WASHINGTON, D.C. – The U.S. Senate failed to reach the two-thirds majority required to ratify a United Nations Treaty on Rights of the Disabled. Sen. John Kerry (D-Mass.), a leading proponent, called it “one of the saddest days I’ve seen in almost 28 years in the Senate.” Conservatives hailed it as proof that at least a few in the Republican Party remember what it means to stand on their principles.

The treaty, designed to promote and protect the rights and freedoms of people with disabilities, was signed by Ambassador to the U.N. Susan Rice at the direction of President Obama in 2009. The treaty would have obligated the United States to report, every four years, to a CRPD committee.

Opponents pointed out that the U.S. already sets the standard for treatment of people with disabilities via its 22-year-old Americans With Disabilities Act (ADA) and the treaty poses serious sovereignty concerns.

“While the intent of the treaty is noble, what would have happened would have been a huge undermining of U.S. sovereignty,” Concerned Women for America director of legislation Shari Rendall said after the vote. She said the U.S. is the world’s leader in disabilities rights but should not have to subject itself “to an unelected and unaccountable bureaucracy in the United Nations.”

“The U.S. Senate rejected a treaty which would have allowed U.N. bureaucrats to decide what is in the “best interests” of children with disabilities, instead leaving those decisions with parents and caregivers, which is what existing U.S. law already requires,” said Home School Legal Defense Association president Michael Smith.

Senator Kerry said the defeat should be “a wakeup call about a broken institution that’s letting down the American people.” He added, “We won’t give up on this, and the Disabilities Treaty will pass because it’s the right thing to do, but today I understand better than ever before why Americans have such disdain for Congress and just how much must happen to fix the Senate so we can act on the real interests of our country.”

The U.S. International Council on Disabilities also voiced disappointment, issuing a statement that said, “Extremists in the Republican Party blocked a treaty that would protect people with disabilities, help our brave veterans, and would have maintained America’s leadership on global disability rights.”

Joni and Friends, a disability rights group opposed to ratification, said last month that Americans “can advance human dignity for persons with disabilities worldwide by, first, supporting the enforcement of the ADA here at home; and second, investing in those global initiatives which provide spiritual and practical help to improve the wellbeing of people with disabilities everywhere.”

In a letter drafted by Sen. Mike Lee (R-Utah) last summer and signed by 36 senator’s opposition to the treaty was clear. “The writers of the Constitution clearly believed that all treaties presented to the Senate should undergo the most thorough scrutiny before being agreed upon,” it said. “The American people will be electing representatives and senators in November, and the new representatives carrying the election mandate should be afforded the opportunity to review and consider any international agreements that are outstanding at the time of their election.”
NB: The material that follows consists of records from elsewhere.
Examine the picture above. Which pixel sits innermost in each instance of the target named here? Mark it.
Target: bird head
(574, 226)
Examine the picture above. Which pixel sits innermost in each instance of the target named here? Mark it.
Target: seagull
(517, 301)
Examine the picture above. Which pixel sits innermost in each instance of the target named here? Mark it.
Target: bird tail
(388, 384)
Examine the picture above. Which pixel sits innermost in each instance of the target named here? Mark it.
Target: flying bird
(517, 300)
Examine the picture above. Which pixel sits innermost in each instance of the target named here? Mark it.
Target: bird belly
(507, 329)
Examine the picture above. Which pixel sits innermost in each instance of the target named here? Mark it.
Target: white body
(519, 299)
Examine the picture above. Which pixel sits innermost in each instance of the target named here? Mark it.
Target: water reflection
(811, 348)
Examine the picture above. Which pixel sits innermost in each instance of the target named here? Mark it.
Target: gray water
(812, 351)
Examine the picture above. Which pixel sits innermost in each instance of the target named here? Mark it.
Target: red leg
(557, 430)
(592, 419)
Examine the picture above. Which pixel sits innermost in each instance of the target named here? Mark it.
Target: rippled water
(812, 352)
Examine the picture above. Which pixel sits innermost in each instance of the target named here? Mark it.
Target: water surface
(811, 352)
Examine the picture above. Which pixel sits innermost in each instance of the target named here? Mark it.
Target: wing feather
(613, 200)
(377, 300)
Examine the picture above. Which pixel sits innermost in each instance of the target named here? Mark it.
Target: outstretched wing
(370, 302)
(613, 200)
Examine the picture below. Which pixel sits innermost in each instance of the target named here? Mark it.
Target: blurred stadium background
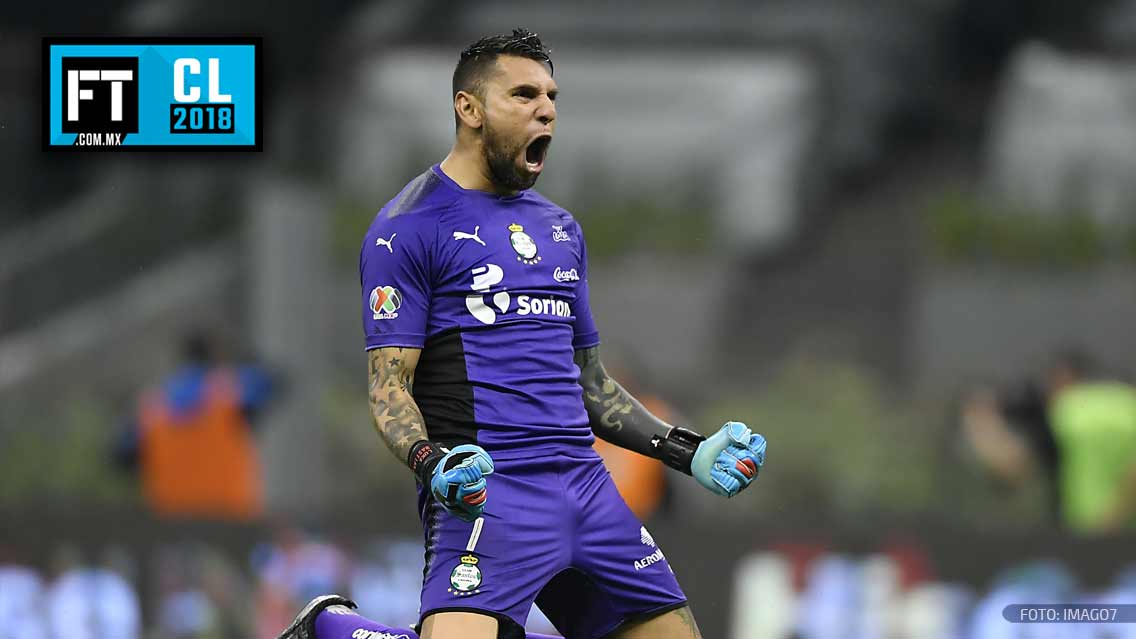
(833, 220)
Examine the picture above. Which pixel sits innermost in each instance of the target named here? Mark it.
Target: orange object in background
(205, 463)
(641, 480)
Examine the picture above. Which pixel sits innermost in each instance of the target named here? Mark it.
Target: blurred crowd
(790, 590)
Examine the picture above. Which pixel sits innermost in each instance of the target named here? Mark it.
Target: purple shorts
(554, 531)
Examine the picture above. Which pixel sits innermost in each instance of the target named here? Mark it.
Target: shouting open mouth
(536, 151)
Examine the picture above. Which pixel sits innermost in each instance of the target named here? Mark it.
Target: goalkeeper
(486, 381)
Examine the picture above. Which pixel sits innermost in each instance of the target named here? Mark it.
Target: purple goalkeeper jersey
(494, 292)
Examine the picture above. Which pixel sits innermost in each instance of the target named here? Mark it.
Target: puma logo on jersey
(460, 235)
(484, 279)
(383, 242)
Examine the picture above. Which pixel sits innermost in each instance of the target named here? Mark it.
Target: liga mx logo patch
(152, 93)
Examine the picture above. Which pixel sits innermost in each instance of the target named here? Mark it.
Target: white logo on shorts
(645, 537)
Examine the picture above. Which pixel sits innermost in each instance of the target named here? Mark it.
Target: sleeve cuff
(585, 340)
(404, 340)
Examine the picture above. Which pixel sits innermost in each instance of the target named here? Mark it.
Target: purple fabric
(494, 289)
(554, 531)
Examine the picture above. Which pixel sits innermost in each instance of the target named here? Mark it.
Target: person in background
(86, 602)
(1076, 426)
(192, 441)
(641, 480)
(21, 596)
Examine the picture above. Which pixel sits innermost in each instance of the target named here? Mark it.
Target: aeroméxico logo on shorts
(152, 93)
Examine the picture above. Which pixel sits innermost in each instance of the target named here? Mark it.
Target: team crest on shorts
(466, 578)
(523, 243)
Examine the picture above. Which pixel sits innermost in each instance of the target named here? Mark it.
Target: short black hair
(478, 58)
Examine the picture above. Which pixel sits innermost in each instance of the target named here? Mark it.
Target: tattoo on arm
(393, 409)
(615, 415)
(687, 617)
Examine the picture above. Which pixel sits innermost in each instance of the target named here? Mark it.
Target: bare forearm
(614, 414)
(393, 411)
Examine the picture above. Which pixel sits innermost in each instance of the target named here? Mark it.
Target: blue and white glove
(456, 478)
(728, 461)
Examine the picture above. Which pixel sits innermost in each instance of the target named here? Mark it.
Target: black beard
(502, 162)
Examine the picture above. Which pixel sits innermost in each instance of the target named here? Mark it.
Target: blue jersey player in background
(486, 381)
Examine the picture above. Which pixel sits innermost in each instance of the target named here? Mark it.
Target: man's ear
(469, 109)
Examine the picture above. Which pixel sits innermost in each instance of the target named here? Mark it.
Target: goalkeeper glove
(454, 478)
(725, 463)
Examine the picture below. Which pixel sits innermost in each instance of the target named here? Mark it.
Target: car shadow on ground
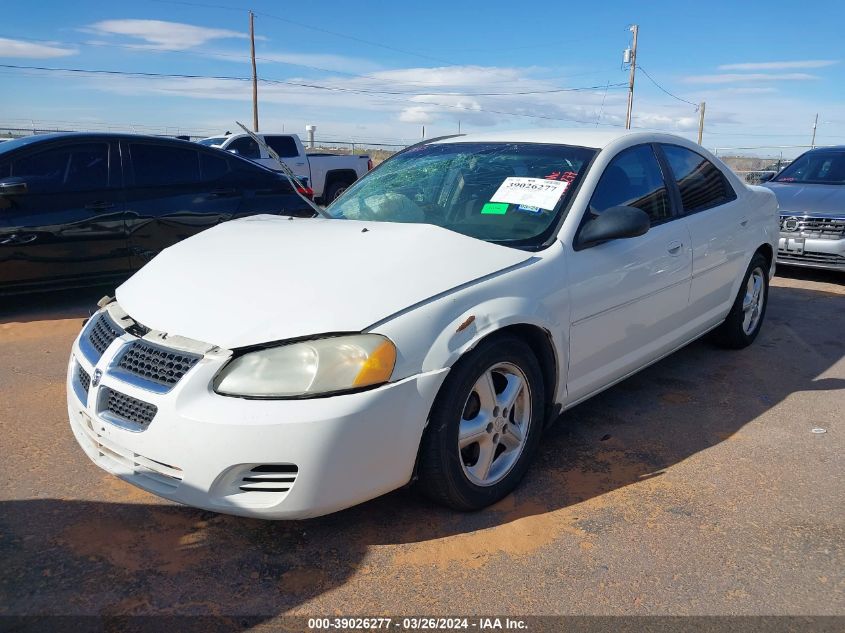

When the CRPD was being negotiated, governments insisted that the treaty did not create any new rights – although some senior U.N. officials have been quoted since then as saying that the “right” of reproductive health was enshrined in the treaty.

At that time, Senator Marco Rubio (R-Fla.) proposed introducing wording specifying that the CRPD “does not create any abortion rights, cannot be interpreted to constitute support, endorsement, or promotion of abortion, and in no way suggests that abortion should be promoted as a method of family planning.”

Kerry opposed that amendment, pointing out that there was no agreement within the United States over abortion. Instead, Kerry offered – and the committee approved – what he said was a “neutral” amendment, stating that nothing in the treaty “addresses the provision of any particular health program or procedure.”

In Tuesday’s 61-38 vote, no Democrats voted against the measure. Republicans who voted with the Democrats in favor were Sens. Kelly Ayotte (N.H.), John Barrasso (Wyo.), Scott Brown (Mass.), Susan Collins (Maine), Dick Lugar (Ind.), John McCain (Ariz.), Lisa Murkowski (Alaska) and Olympia Snowe (Maine).